Nesse aspeto, estamos na presença de um filme bastante introspetivo. E isso vê-se logo desde muito cedo, quando assistimos ao Super-Homem a recordar a sua infância e o momento em que descobre que consegue voar.

O elenco foi bem escolhido, com grande destaque para Brandon Routh e Kevin Spacey. Routh, que interpreta Kal-El, consegue trazer o herói para a modernidade, 20 e picos anos após a última interpretação de Christopher Reeve. Não são só as parecenças físicas com Reeve, mas a forma como consegue distanciar Kal-El do seu alter-ego Clark Kent, ou a forma como consegue demonstrar tranquilidade, paz e, diversas vezes as dúvidas que assaltam o seu coração. Excelente interpretação!

Kevin Spacey faz de Lex Luthor, o tipo asqueroso do filme. Apesar de ter menos espaço na história e de só demonstrar o quão implacável é este vilão na reta final, Spacey não desilude. Aliás, dele só se espera o melhor.

Kudos para a inclusão de marlon Brando, como pai de Kal-El. As frases ditas por ele são de uma grande sapiência e ajudam o nosso herói durante a sua jornada. No final, elas tornam-se bem mais intensas e graças a elas e á revelação de uma pequena personagem que surge na vida de Kal-El elevam o momento, tornando-o bastante comovente.

Singer realiza com enorme mestria o filme. Alguns momentos são espetaculares, outros fazem homenagem ao original de uma forma muito boa. Uma das críticas é mesmo essa, de Singer ter-se colado demasiado ao original. Apesar de não o ter visto, sei que, por exemplo, existe uma cena muito parecida que envolve Kal-El e Lois Lane num voo pelos céus noturnos.

Até pode ser parecida e tudo mais, mas é belíssima e termina da melhor forma, pois o nosso herói explica porque razão ajuda a humanidade, deixando Lois Lane a pensar se realmente terá sido justa com ele quando olha para baixo.

Gostei bastante do que Singer fez aqui. Claro que o orçamento elevado ajudou a termos sequências visualmente fantásticas, como a inicial, mas nem todos os realizadores se lembrariam de , no meio de uma sequência trágica como é a da queda do avião, parar a ação com um momento de beleza. Falo do momento que os ocupantes ficam sem gravidade.

São pormenores como este, e existem mais (outro que me lembrei agora, é quando Kal-El vai restabelecer as suas energias ao Sol, ou ainda outro que é a sua queda final) que dão um outro nível a este filme.
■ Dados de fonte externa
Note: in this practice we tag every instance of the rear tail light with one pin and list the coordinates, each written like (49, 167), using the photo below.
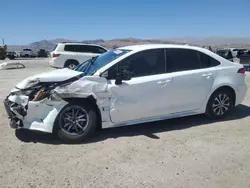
(242, 71)
(56, 54)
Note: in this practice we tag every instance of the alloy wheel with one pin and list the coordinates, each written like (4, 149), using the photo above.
(72, 66)
(74, 120)
(221, 104)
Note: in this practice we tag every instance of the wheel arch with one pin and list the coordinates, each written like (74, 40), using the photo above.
(89, 100)
(223, 87)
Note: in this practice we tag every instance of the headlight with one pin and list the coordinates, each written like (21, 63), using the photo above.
(40, 95)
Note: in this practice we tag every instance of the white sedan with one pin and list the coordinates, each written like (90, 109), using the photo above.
(126, 86)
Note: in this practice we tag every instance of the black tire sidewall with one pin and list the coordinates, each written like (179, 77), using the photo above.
(209, 110)
(91, 127)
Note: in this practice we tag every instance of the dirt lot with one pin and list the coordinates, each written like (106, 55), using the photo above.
(187, 152)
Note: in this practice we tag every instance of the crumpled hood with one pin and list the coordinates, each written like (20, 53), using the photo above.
(58, 75)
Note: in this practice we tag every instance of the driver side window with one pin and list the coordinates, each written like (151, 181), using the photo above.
(145, 63)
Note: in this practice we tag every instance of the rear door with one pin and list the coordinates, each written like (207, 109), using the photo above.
(192, 81)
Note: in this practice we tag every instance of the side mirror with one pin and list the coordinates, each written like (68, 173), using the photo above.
(122, 75)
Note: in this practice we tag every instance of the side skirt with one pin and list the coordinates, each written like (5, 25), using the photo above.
(147, 120)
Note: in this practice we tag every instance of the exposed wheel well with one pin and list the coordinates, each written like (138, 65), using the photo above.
(68, 61)
(227, 88)
(92, 101)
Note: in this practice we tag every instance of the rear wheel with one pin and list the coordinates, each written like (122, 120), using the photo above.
(220, 104)
(76, 122)
(71, 64)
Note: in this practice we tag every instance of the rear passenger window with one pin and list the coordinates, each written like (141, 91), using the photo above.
(182, 60)
(69, 48)
(207, 61)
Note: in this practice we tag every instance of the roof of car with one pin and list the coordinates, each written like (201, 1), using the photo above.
(153, 46)
(78, 43)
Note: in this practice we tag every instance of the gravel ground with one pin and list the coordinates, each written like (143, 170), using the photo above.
(187, 152)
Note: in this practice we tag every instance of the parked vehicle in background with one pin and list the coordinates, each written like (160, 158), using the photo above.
(245, 60)
(72, 54)
(42, 53)
(225, 53)
(125, 86)
(234, 52)
(27, 53)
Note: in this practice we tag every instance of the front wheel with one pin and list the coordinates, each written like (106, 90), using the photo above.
(220, 104)
(76, 122)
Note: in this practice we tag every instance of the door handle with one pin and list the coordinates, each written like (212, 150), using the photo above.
(163, 81)
(207, 75)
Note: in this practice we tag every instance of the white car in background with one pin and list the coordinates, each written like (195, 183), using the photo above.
(234, 52)
(69, 55)
(27, 53)
(125, 86)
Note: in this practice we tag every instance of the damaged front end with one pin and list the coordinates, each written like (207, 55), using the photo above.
(31, 105)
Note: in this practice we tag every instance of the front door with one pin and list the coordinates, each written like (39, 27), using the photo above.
(148, 94)
(192, 81)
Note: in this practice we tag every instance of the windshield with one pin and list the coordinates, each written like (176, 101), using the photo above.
(90, 66)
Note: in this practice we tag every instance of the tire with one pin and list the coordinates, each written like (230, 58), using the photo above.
(71, 64)
(75, 130)
(220, 104)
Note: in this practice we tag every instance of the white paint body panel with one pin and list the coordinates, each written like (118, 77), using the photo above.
(59, 62)
(141, 99)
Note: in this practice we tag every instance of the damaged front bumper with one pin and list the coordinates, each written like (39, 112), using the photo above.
(33, 115)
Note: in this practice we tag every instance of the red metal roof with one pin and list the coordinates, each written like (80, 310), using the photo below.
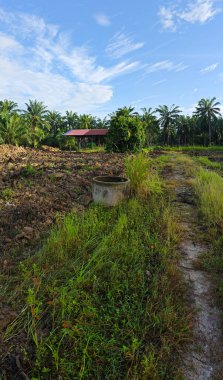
(86, 132)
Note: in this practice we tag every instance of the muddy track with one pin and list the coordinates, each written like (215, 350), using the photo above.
(203, 358)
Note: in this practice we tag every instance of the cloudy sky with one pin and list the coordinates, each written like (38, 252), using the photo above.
(95, 56)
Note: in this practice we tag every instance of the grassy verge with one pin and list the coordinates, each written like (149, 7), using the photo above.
(208, 187)
(205, 161)
(102, 299)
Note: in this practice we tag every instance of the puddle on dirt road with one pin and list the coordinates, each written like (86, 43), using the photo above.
(204, 356)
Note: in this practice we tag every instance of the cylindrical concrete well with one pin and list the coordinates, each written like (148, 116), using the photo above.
(110, 190)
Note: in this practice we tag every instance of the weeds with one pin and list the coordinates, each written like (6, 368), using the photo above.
(102, 297)
(209, 190)
(7, 193)
(208, 163)
(143, 176)
(30, 171)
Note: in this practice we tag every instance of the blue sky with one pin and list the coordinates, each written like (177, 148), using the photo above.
(96, 56)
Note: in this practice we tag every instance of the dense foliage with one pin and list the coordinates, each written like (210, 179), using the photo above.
(128, 129)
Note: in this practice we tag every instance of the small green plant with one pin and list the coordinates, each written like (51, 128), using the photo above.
(209, 190)
(143, 176)
(208, 163)
(7, 193)
(102, 290)
(29, 170)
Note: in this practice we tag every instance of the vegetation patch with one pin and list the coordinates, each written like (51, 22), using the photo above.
(208, 163)
(7, 193)
(208, 187)
(102, 297)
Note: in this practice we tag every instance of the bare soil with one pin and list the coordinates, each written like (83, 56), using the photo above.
(36, 185)
(202, 359)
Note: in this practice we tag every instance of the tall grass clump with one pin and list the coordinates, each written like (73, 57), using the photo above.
(102, 298)
(208, 187)
(144, 178)
(208, 163)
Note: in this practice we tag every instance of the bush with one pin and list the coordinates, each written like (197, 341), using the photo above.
(126, 132)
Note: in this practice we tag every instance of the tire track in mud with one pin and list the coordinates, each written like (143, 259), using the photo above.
(203, 358)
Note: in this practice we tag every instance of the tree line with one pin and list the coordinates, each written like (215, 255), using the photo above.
(128, 129)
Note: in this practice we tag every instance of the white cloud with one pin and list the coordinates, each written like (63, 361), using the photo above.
(210, 68)
(165, 65)
(50, 68)
(159, 82)
(167, 18)
(198, 11)
(122, 44)
(102, 19)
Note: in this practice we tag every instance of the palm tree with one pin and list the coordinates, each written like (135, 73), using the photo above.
(8, 107)
(12, 130)
(207, 111)
(71, 120)
(85, 121)
(151, 125)
(168, 120)
(35, 117)
(55, 122)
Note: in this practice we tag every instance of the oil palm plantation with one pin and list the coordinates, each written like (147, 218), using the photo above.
(168, 118)
(151, 125)
(35, 119)
(8, 107)
(85, 121)
(207, 111)
(12, 130)
(71, 120)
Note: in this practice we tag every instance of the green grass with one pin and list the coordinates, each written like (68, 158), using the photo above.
(7, 193)
(144, 178)
(102, 298)
(208, 187)
(96, 149)
(205, 161)
(194, 148)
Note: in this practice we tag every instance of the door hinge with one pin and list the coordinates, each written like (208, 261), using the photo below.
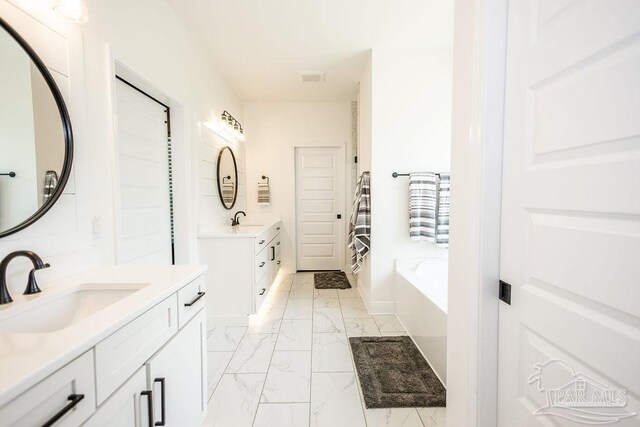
(504, 293)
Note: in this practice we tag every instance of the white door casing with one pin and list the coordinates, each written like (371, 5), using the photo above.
(319, 200)
(143, 207)
(570, 244)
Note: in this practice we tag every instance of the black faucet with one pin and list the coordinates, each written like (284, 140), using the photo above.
(235, 220)
(32, 285)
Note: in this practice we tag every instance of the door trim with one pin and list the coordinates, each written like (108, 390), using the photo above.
(479, 57)
(341, 200)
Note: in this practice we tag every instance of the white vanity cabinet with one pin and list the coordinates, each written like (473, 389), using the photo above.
(244, 262)
(150, 371)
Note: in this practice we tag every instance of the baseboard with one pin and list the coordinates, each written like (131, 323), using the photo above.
(213, 321)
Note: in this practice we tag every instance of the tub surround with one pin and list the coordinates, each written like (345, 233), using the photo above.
(28, 358)
(421, 306)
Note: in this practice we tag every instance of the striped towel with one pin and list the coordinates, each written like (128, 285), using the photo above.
(228, 192)
(50, 184)
(360, 223)
(264, 193)
(442, 227)
(423, 206)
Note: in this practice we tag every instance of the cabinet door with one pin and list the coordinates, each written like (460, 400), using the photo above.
(127, 407)
(177, 376)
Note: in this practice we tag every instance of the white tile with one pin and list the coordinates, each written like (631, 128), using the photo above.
(235, 401)
(327, 320)
(388, 323)
(354, 308)
(294, 335)
(361, 328)
(335, 401)
(331, 353)
(289, 377)
(393, 417)
(326, 293)
(348, 293)
(266, 322)
(225, 338)
(301, 291)
(253, 354)
(432, 417)
(326, 302)
(277, 298)
(217, 362)
(282, 415)
(299, 309)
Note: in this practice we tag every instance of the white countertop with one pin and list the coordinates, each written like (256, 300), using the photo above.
(27, 358)
(249, 229)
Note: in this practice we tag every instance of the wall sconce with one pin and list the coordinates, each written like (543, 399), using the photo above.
(73, 10)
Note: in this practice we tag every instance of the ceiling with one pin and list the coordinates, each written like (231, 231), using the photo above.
(261, 46)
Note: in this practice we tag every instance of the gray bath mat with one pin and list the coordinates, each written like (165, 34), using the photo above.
(393, 373)
(331, 280)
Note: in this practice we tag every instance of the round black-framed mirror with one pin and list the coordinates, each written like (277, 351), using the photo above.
(28, 196)
(227, 175)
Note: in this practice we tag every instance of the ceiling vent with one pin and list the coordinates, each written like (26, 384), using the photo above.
(313, 77)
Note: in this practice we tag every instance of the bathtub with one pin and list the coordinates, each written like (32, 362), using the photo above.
(421, 306)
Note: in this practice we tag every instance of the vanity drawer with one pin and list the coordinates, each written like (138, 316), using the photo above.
(47, 398)
(190, 300)
(261, 265)
(123, 352)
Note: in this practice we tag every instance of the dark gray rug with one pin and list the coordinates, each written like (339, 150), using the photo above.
(393, 373)
(331, 280)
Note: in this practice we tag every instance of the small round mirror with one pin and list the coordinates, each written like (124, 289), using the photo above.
(227, 177)
(36, 147)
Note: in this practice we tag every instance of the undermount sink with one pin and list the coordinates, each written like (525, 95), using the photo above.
(49, 314)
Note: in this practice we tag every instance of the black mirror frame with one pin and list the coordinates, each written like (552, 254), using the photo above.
(235, 168)
(66, 130)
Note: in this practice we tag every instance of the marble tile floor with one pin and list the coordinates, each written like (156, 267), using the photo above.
(293, 365)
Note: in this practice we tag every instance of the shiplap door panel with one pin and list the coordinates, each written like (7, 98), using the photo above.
(571, 211)
(319, 183)
(144, 224)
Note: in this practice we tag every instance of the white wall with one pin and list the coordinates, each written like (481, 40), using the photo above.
(408, 130)
(169, 59)
(273, 131)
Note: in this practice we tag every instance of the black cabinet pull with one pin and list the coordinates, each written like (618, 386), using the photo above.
(74, 400)
(162, 401)
(195, 300)
(149, 395)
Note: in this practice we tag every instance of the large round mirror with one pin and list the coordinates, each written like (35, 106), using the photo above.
(36, 146)
(227, 177)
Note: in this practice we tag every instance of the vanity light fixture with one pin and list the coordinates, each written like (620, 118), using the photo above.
(73, 10)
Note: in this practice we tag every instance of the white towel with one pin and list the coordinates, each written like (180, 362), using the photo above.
(423, 205)
(360, 223)
(442, 227)
(264, 194)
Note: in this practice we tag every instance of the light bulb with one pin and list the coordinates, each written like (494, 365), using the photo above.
(73, 10)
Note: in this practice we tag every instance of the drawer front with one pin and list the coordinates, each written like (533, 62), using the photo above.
(123, 352)
(191, 300)
(261, 265)
(261, 241)
(40, 403)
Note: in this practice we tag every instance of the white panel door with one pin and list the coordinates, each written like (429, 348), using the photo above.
(319, 201)
(144, 224)
(569, 343)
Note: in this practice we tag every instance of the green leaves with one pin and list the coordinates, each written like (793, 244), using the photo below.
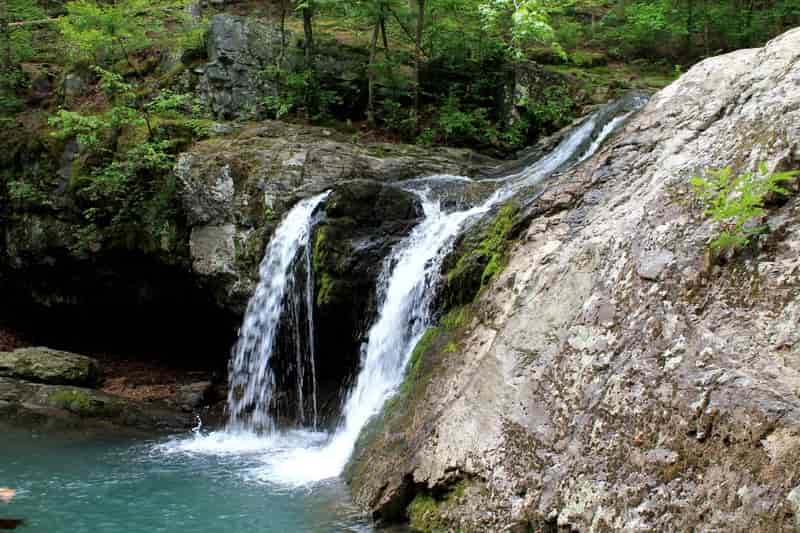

Falta-me destacar a banda sonora da autoria de John Ottman, fã de John Williams, o compositor do original de 1978. Contém o tema clássico (maravilhosamente introduzido nos créditos iniciais), mas as restantes composições são bastante boas. Nada como ouvir um coro de vozes no momento em que Kal-El atravessa a asa de um avião em queda! Épico!

Superman Returns é um filme de fãs do original e, talvez por isso, tenha demasiadas parecenças com ele. É pelo menos, uma das críticas que circula pela Internet. Não é a minha opinião, sinceramente.

O filme surpreendeu-me, pois pensava eu que seria algo teen ou mais brainless. Sem contar com o facto de nunca ter sido grande fã desta personagem. Recomendo-o vivamente.